Server-Side Request Forgery (SSRF) occurs when an attacker can make your server send HTTP (or other protocol) requests to internal or unintended targets — often bypassing firewalls and access controls.
In short: The attacker can’t reach a sensitive service — but your server can, and the attacker tricks it into doing so.
Why Is This a Big Deal?
SSRF is dangerous because it allows attackers to:
- Scan internal networks (e.g. http://127.0.0.1, http://10.0.0.0/8)
- Access metadata services (e.g. AWS http://169.254.169.254) to extract credentials
- Trigger requests to internal APIs (e.g. internal admin endpoints or CI/CD services)
- Bypass IP-based firewalls or allowlists
- In some cases, escalate to remote code execution if the internal service is vulnerable
What Does SSRF Look Like in Practice?
Let’s say your app allows users to fetch a URL for a preview, like:
GET /preview?url=https://example.com/image.jpg
The backend might fetch this URL, process the image, and return a preview.
But what if an attacker sends:
GET /preview?url=http://localhost:8080/admin
Or:
GET /preview?url=http://169.254.169.254/latest/meta-data/iam/security-credentials/
If your server doesn’t validate outbound requests, it could be used to:
- Reach internal-only services
- Extract AWS credentials
- Exploit internal APIs
How Attackers Exploit SSRF
SSRF thrives in cloud environments, microservices, and apps that make dynamic HTTP requests. It’s especially dangerous when:
- You host in AWS, GCP, or Azure (they all expose metadata services)
- You expose internal services (e.g. Prometheus dashboards, Jenkins) without auth
- Users can control request URLs for previews, notifications, or integrations
How Engineers Can Defend Against SSRF
- Deny Internal IP Ranges
Block requests to:
- 127.0.0.0/8, 10.0.0.0/8, 169.254.0.0/16, 192.168.0.0/16, etc.
- AWS metadata IPs (e.g. 169.254.169.254)
- Unix sockets (e.g. file:///, gopher://, ftp:// if applicable)
Use an allowlist of acceptable domains instead.
- Use DNS Pinning
Resolve the domain name once and pin its IP address — prevent DNS rebinding attacks where a domain resolves to an internal IP later.
- Avoid Direct User-Controlled URLs
Don’t let users directly control URLs sent by the server. If you must:
- Sanitise inputs
- Fetch through a secure proxy
- Strip redirect chains or responses
- Isolate Server Roles
Prevent web servers from having outbound access to sensitive internal systems. Use firewall rules to enforce this at the infrastructure level.
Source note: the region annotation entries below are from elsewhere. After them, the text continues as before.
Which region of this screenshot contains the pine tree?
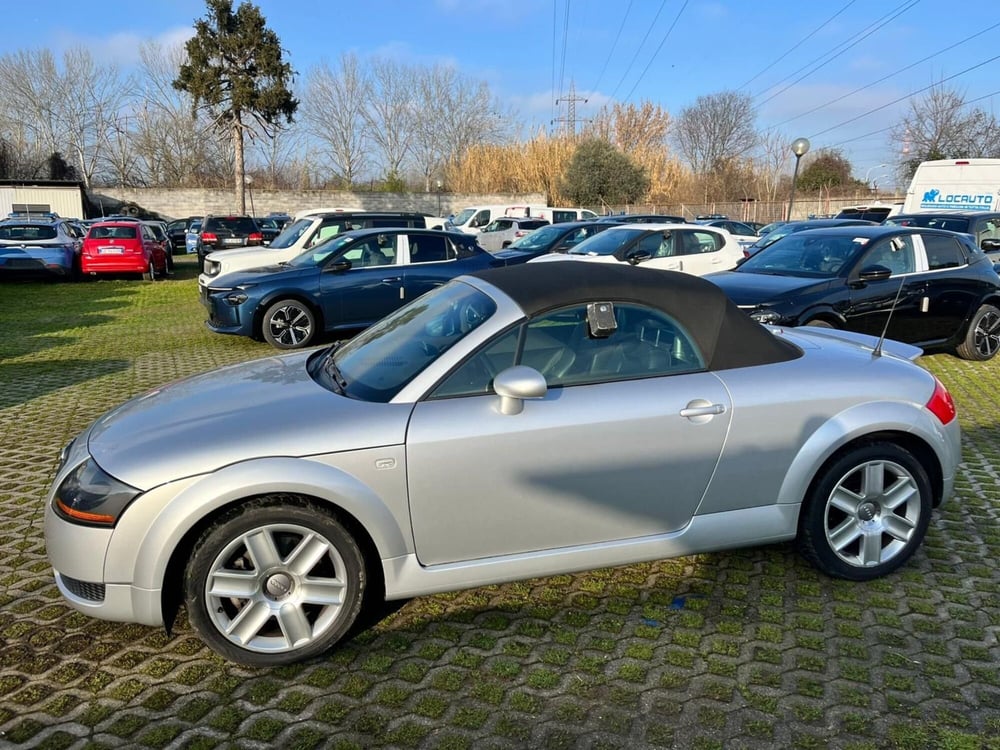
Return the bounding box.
[173,0,299,213]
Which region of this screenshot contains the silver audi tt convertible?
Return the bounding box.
[45,263,960,666]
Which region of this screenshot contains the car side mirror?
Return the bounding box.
[493,365,549,415]
[625,250,653,266]
[858,266,892,283]
[323,258,354,273]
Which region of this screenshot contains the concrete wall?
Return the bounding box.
[90,188,545,219]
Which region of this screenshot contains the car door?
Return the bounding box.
[320,232,404,329]
[844,234,926,342]
[406,305,732,565]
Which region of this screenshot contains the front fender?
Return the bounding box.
[778,401,961,503]
[105,446,413,589]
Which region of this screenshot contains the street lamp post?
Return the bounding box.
[788,138,809,221]
[865,164,885,190]
[243,175,257,216]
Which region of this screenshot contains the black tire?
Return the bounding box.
[184,495,367,667]
[955,305,1000,362]
[797,442,931,581]
[261,299,316,349]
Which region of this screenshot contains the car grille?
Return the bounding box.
[62,575,104,602]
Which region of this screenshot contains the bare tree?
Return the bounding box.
[364,59,416,177]
[302,53,371,187]
[890,86,1000,179]
[585,101,670,154]
[672,91,758,174]
[413,65,509,192]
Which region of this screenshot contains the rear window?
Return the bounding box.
[87,224,137,240]
[0,224,57,242]
[202,216,257,234]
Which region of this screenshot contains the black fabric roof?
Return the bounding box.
[473,260,802,370]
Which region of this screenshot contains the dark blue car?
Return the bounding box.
[201,227,504,349]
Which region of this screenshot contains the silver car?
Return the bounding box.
[45,263,960,666]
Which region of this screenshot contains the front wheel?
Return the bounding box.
[184,496,367,667]
[798,442,931,581]
[261,299,316,349]
[955,305,1000,362]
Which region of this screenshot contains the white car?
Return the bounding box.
[528,224,743,276]
[198,211,443,288]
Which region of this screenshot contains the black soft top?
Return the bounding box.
[464,260,802,370]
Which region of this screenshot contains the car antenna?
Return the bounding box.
[872,277,905,357]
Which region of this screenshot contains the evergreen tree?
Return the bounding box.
[173,0,299,213]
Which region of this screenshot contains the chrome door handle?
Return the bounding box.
[681,404,726,417]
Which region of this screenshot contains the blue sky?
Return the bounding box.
[0,0,1000,186]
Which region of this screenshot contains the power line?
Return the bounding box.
[611,0,667,99]
[625,0,689,101]
[809,55,1000,138]
[754,0,920,109]
[737,0,857,91]
[773,23,1000,128]
[591,0,634,91]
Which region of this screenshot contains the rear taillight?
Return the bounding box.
[927,378,957,424]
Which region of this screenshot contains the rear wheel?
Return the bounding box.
[184,502,367,667]
[798,442,931,581]
[261,299,316,349]
[955,305,1000,362]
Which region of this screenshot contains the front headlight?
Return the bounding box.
[750,310,781,325]
[52,458,141,526]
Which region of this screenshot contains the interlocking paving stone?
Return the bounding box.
[0,258,1000,750]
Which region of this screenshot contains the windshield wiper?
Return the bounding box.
[323,341,347,393]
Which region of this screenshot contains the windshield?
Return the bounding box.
[507,226,566,250]
[269,219,313,250]
[882,216,969,233]
[286,234,356,268]
[313,281,496,403]
[569,227,649,255]
[736,232,868,278]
- Log and Monitor All Outbound Requests
Alert on requests to known internal IPs or unusual metadata services.
Real-World Case: Capital One (2019)
An SSRF vulnerability in a WAF (Web Application Firewall) exposed by a cloud misconfiguration let an attacker query AWS metadata.
They extracted temporary credentials and used them to access over 100 million customer records.
It wasn’t a code bug — it was a server-to-server trust issue.
Final Thoughts
SSRF is a classic example of a vulnerability born from modern architecture:
- Internal services with no auth
- Cloud metadata that trusts local servers
- Web apps acting as proxies for user input
You can’t just secure your frontend — you have to think about where your server can go, and who’s telling it to go there.